Beberapa hari sebelum teror pelemparan karung berisi ular, asrama juga ‘diserang’ aksi pelemparan cat. Seseorang tak dikenal melempar cat ke spanduk bertuliskan Referendum Is Solution yang memang dipasang oleh penghuni asrama.
Kepala Satuan Reserse Kriminal Polrestabes Surabaya Ajun Komisaris Besar Sudamiran yang dikonfirmasi secara terpisah mengatakan, akan menyelidiki peristiwa pelemparan karung berisi ular ke asrama. Di sisi lain, ia menyesalkan keengganan penghuni asrama melapor ke polisi.

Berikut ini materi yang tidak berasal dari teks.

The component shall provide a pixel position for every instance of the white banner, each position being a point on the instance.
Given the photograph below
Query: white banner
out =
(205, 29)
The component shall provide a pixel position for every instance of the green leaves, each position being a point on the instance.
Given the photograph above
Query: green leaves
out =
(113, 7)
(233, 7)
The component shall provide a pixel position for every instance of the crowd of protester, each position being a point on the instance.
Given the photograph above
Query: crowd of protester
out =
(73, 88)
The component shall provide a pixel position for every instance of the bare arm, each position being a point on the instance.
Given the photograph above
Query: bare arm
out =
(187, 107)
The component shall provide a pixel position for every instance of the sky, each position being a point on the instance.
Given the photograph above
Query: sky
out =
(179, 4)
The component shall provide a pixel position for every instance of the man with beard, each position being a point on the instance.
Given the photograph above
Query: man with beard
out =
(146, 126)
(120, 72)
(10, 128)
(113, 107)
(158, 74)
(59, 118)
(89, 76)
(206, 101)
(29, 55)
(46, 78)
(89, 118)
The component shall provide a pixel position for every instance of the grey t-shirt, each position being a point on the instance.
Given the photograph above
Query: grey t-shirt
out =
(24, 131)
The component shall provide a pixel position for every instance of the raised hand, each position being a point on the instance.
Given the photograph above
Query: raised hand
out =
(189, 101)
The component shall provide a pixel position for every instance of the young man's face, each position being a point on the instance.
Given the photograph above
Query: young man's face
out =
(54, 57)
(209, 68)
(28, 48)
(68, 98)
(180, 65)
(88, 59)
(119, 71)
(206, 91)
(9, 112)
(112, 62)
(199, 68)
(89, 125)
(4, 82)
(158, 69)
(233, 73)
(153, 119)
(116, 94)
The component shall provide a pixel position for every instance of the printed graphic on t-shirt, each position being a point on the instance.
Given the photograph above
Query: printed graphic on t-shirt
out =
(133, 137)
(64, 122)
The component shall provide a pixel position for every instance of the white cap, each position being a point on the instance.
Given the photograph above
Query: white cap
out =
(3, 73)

Sebelumnya, Kepala Polda Jatim Inspektur Jenderal Luki Hermawan mengatakan, dalam pengungkapan kasus persekusi dan rasialisme terhadap penghuni asrama, tim penyidik telah menetapkan empat tersangka.
Masing-masing adalah Tri Susanti, bekas calon anggota legislatif, Syamsul Arifin, pegawai Pemerintah Kota Surabaya, warga Kebumen, Jawa Tengah, bernama Andria Adiansah, dan pengacara hak asasi manusia Veronika Koman. Selain Veronika, tiga tersangka sudah ditangkap, diperiksa dan ditahan.
Khusus untuk penetapan tersangka terhadap Veronika, Luki menyanggah pendapat hal itu sebagai bentuk kriminalisasi oleh tim penyidik.
Kami punya dasar hukum dan bukti-bukti yang kuat untuk menetapkan status (Veronika) tersangka, kata Luki.
Sekretaris Jenderal Federasi KontraS Andy Irfan yang dihubungi secara terpisah mengatakan, penetapan status tersangka terhadap Veronika menunjukkan kinerja tim penyidik Polri tidak akuntabel. Penetapan itu telah dilaporkan ke Komisi Nasional HAM dan Komisi Nasional Anti Kekerasan terhadap Perempuan.
Laporan ini merupakan permintaan dari teman-teman mahasiswa Papua di Surabaya bahwa Veronika adalah kuasa hukum mereka, kata Andy.
Tuduhan terhadap Veronika yang menyampaikan hoaks melalui akun Twitter tentang situasi pengepungan di asrama tempo hari dalam pendapat KontraS dan penghuni asrama justru benar-benar terjadi.
Baca juga : Memperjuangkan Aspirasi Partai Politik Lokal Papua di MK
“Pernyataan polisi tentang permintaan pencabutan paspor atas Veronika juga provokatif dan memperlihatkan mereka tidak sadar hukum,” ujar Andy. Pencabutan paspor baru bisa terjadi jika perkara terhadap seseorang sudah dalam status berkekuatan hukum tetap.
Padahal, Veronika baru berstatus tersangka. Pemidanaan terhadap Veronika justru memperkeruh upaya perdamaian setelah kerusuhan melanda beberapa kota di Papua dan Papua Barat.
KontraS juga melapor ke Lembaga Perlindungan Saksi dan Korban terkait masih berlangsungnya teror terhadap penghuni Asrama Mahasiswa Papua. “Mereka tak leluasa bergerak dan selalu ketakutan,” katanya.